I gas the throttle and take off into the night. Campus is practically dead, everyone is still at the Kippa Valentine’s party. Just an excuse to hook up. I had plans to take Jase and Carson to the hotel in town for the night. I splurged and got us a king sized bed and a hot tub. I rip the hotel card from my back pocket, careful not to tip the bike and chuck it at the first couple I see. I don’t care who it is, maybe they’ll have better luck. I speed off campus and turn to the backwoods that run along the college walls. The ground is bumpy and I increase my speed getting a few last moments of fresh air and adrenaline. Making me feel alive. My vision starts to blur from the tears and I let go of one of the handlebars. My phone is still buzzing in my pocket, but I know if I hear his voice I’ll go back to him, and this time I just can’t.

He never loved you. It was all lies. You’re not worthy of love. You’re a waste of breath.

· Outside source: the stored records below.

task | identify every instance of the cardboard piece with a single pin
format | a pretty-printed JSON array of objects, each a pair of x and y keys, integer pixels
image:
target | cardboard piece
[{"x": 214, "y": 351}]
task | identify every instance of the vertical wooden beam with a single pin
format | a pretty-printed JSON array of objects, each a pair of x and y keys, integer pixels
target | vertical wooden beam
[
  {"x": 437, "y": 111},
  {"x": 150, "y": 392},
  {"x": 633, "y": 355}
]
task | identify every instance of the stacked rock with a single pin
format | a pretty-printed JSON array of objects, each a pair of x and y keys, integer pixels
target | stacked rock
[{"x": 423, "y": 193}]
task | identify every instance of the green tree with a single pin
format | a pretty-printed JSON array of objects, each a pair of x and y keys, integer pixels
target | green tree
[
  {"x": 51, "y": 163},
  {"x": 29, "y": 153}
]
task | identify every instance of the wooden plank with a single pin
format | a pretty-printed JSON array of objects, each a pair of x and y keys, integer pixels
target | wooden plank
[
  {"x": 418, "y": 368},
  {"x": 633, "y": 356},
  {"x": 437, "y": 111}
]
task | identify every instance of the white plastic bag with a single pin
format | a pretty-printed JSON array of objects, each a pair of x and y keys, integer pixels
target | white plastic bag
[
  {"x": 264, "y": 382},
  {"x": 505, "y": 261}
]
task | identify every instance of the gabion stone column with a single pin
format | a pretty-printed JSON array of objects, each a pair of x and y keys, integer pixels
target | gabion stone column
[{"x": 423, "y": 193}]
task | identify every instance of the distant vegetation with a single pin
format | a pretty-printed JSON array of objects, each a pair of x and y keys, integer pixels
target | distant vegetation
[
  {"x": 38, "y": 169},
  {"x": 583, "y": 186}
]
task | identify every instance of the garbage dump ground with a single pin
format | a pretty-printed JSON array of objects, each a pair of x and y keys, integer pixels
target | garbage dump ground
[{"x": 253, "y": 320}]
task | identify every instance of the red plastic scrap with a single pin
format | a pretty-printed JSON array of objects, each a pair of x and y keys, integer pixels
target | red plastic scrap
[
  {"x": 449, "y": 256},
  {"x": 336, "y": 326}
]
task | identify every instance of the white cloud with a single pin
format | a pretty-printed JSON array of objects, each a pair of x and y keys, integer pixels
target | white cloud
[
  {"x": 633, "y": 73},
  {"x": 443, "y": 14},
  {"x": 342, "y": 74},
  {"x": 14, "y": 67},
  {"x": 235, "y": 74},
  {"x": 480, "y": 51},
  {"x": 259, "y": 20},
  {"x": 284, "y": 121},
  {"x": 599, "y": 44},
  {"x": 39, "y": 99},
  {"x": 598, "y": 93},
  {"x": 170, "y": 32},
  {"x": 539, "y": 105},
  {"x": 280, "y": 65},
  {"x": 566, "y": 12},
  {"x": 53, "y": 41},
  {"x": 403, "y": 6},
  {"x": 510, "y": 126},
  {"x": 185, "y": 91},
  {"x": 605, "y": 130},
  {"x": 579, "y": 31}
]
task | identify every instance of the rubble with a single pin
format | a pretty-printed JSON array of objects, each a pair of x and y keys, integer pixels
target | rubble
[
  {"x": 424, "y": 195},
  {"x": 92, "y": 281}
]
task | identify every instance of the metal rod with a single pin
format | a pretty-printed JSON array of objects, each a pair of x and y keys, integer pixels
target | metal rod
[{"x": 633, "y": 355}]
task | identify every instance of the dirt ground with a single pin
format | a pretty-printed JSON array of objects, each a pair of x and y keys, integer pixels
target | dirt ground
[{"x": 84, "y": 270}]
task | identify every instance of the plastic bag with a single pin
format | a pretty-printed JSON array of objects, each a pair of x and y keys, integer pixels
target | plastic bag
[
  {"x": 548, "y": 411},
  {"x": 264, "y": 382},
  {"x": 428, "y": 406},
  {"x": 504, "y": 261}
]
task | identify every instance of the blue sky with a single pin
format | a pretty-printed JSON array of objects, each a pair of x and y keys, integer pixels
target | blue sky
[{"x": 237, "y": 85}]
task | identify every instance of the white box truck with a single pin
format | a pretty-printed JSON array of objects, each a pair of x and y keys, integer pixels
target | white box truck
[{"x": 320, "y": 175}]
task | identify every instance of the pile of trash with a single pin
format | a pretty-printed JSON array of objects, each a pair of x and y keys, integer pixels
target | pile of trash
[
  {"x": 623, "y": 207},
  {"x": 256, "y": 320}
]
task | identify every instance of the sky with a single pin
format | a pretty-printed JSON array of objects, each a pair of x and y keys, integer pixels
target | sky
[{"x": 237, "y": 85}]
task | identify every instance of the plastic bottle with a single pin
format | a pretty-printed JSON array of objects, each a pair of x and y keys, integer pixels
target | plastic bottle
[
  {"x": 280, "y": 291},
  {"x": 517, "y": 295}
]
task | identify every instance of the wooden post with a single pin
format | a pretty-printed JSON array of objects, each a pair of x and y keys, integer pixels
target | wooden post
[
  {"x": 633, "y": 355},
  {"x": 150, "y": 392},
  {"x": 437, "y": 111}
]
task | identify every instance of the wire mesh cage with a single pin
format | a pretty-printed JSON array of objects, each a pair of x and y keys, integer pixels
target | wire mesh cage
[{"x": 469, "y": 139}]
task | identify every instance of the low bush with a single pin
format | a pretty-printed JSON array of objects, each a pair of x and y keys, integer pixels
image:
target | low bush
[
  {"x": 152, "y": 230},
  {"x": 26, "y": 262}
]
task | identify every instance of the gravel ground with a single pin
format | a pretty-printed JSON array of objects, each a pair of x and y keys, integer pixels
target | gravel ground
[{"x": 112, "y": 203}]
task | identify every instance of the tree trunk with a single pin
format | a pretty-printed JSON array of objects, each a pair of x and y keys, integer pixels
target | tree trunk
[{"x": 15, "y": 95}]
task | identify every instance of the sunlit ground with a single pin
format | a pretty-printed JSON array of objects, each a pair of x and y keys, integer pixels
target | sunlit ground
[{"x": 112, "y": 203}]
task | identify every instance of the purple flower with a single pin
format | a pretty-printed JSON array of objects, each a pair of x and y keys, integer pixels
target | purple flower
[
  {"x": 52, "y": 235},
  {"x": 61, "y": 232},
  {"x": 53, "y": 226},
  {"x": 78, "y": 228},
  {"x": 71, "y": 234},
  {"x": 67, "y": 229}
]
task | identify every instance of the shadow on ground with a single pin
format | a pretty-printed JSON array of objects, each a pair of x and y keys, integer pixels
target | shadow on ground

I don’t want to be here anymore. I thought things were changing, but life’s a bitch and then you die. Isn’t that how the saying goes? I glance up and grab the handlebar once more but it’s too late. A tree comes out of nowhere, and at the speed I’m going I know this is going to hurt.

I hit head on and my life flashes before my eyes. I guess that isn’t just an expression. I see the moment I ran into Cara, all the hugs, kisses, and quiet time we spent together. I see the moment Jase kissed me for the first time. The night everything changed. I see my mother and how she tried to love me. And I see him. The man who broke me down until I became nothing. At least I know even in Hell he can’t touch me. My breaths get shorter and the pain starts to numb.

All I ever wanted was to be loved. Why couldn’t anyone love me?

My eyelids feel heavy and I smile. It doesn’t matter now, I’m finally free.